Hello, if you have any need, please feel free to consult us, this is my wechat: wx91due
DATA 6530 STATISTICS AND FORECASTING
Please note:
a) This is an Individual Exam. You have to work on R Studio and prepare all required files without consulting with others
b) Please submit one *.Rmd file, one *.html file, and one *.docx file in a single zip file via Blackboard.
c) You may refer to HW#2 and HW#9 as examples
1. Download Walmart quarterly sales data 1995–2015 in Walmart_Data.xlsx and work on the following with R Studio (20 points)
a. Import the Excel file into RStudio as ’walmart’
b. Inspect the file ‘walmart’ in terms of columns and rows
c. Convert the file ‘walmart’ into a time series ‘wal’, create a new column ‘Quarter’ in ‘wal’ using ‘mutate(Quarter = yearquarter(Date))’, index the ‘Quarter’ using ‘index = Quarter ‘, and inspect the time series ‘wal’
d. Filter the ‘wal’ for the period 1995-2013 as ‘wal_train’, and 2014-2015 as ‘wal_test’. Inspect the “wal_train’ and ‘wal_test’
e. Plot target variable ‘Sales’ in ‘wal’ and identify any seasonal pattern and need for transformation
f. Comment in 1(e) on seasonality, stationarity, transformation, and possible forecasting strategies
2. Use ‘Sales’ as the target variable for simple forecasting models using train data (1995-2013) (20 points)

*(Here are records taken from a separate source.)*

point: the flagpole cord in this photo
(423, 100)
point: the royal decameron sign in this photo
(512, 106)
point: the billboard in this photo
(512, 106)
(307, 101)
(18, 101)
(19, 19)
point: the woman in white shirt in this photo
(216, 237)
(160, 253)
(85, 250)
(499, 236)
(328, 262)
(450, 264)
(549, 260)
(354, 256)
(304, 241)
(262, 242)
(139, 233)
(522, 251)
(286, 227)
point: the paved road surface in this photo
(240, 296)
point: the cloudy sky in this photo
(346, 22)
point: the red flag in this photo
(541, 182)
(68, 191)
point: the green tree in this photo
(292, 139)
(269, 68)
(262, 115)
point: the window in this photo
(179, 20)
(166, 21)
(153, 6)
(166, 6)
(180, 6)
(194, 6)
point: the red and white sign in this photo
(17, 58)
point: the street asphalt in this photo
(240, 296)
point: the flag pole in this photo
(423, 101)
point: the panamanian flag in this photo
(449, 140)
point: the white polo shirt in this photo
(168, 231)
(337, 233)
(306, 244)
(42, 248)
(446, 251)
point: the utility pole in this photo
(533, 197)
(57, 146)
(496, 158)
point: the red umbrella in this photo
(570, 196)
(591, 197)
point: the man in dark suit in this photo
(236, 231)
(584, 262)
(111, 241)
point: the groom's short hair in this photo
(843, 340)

a. Develop simple forecast models in terms of drift, mean, naïve, and seasonal naive
b. You may use ‘fc <- forecast (fit, x_test)’ to forecast, where x_test is the test data, which is applicable to all forecasting models
c. Plot the results from 2(b)
d. Calculate the model accuracy both on train data and test data
e. Compare the results and comment
f. Determine the best model based on 2(a), 2(b), and 2(c)
3. Time Series Regression Models using the train data (1995-2013) (20 points)

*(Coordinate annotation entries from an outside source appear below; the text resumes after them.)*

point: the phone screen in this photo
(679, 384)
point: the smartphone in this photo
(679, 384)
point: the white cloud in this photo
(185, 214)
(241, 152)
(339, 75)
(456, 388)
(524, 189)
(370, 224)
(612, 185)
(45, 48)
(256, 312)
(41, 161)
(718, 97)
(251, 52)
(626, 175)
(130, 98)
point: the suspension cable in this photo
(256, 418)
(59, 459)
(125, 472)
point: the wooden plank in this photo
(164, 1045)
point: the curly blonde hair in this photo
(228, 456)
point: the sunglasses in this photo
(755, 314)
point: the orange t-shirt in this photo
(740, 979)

a. Develop regression forecast models on Sales with ‘trend’, ‘season’, and ‘GDP’
b. Fine-tune the model in terms of F, RMSE, t-test, and R2
c. Forecast using the test data and plot the resultsd. Calculate the model accuracy both on train data and test data.
e. Identify the best regression model by comparing the train and test results
f. Summarize the regression models along with appropriate plots
4. Use the quarterly ‘Sales’ train data 1995-2013 for ARIMA Models (20 points)
a. Using ‘Sales’, find an appropriate transformation and order of differencing for stationarity
b. For the resulting stationary time series, use ggtsdisplay to check on ACF and PACF
c. Develop ARIMA models with the hints from ACF and PACF for appropriate parameters
d. Determine the best ARIMA model by checking accuracy and residuals on RMSE and AIC
e. You may use auto ARIMA as a benchmark for comparison both for train and test data
f. Forecast using the test data, plot the results, and comment on the results
5. Final model comparison using the quarterly ‘Sales’ train data 1995-2013 (20 points)
a. Develop the best ETS model
b. Compare the best model from Items 2, 3, and 4, along with the new ETS model from 5(a)
c. Calculate the model accuracy and residuals on RMSE and AIC
d. Forecast using the test data and compare the model accuracy on train and test data
e. Summarize the results along with appropriate plots
f. Write the final report in Word, with descriptions, tables, charts, figures, and comments
Please check the following list before you submit your Midterm Exam via Blackboard:
1. Please submit the ‘*.Rmd’ file, the ‘*.html’ file, and the ‘*.docx’ final report file in a single zip file
2. The final report in Word should be named as ‘Exam-your-name.docx’ to comment and summarize your final decision as to which forecasting model is the best, with supporting evidence and measures, such as comparison tables and charts (some of the R Studio charts can be conveniently copied from your html file).
3. All three files should be zipped into a single file for Exam submission by the due date.
4. You are required to run getwd( ) and Sys.time( ) on R Studio as always.